Her abduction fits a pattern. She did not employ armed guards and, like my friend John, was a “soft target.” It’s tragic, because she has done more for the Iraqi people than these insurgents ever will. She’s been in the country working for children’s issues and other health-related causes for more than 25 years. My heart goes out to her family.
Even so, I’m not happy to be out. It’s cutting and running, and it feels like crap. I want to cover the story, as best I can, and I really don’t like leaving my friends and colleagues behind. My fixer and translator have no work now, although I’m trying to find them another journalist to work with while I’m gone. I plan to return after Ramadan or whenever we hear that it’s safe(r) again.

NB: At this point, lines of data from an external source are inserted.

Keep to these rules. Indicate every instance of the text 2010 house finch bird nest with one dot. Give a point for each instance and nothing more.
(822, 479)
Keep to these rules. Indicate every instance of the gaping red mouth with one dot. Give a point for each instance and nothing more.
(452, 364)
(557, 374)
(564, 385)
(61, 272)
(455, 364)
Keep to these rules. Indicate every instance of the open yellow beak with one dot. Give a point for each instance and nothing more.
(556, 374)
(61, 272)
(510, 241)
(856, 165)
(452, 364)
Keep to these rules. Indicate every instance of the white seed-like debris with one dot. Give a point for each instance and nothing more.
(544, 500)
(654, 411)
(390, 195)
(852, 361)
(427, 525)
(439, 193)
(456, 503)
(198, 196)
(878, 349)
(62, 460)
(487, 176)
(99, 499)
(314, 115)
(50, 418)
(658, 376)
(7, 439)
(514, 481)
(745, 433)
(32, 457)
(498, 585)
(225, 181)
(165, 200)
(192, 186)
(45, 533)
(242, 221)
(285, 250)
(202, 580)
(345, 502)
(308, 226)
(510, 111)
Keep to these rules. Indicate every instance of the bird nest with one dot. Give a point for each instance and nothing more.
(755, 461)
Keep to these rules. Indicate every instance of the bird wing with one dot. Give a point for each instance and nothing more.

To answer some questions: The journalists are clumped together because we only endanger ourselves that way. Kodia asked me why we didn’t disperse and stay with families.
- It’s more difficult to secure their houses (blast walls, guards, etc.);
- We can’t trust the neighbors not to rat us out;
- I don’t trust any Iraqi I don’t know well;
- And most important, we endanger them by staying with them — they would be branded as collaborators.
So our options are limited in terms of where we can stay. Anyway, I’m going to be exploring my options for the next few weeks — and watching the American campaign closely. Talk about a nail biter. I won’t be coming back and “stumping” for anyone; that’s not what I do. I report what I see. What you guys do with that information is up to you.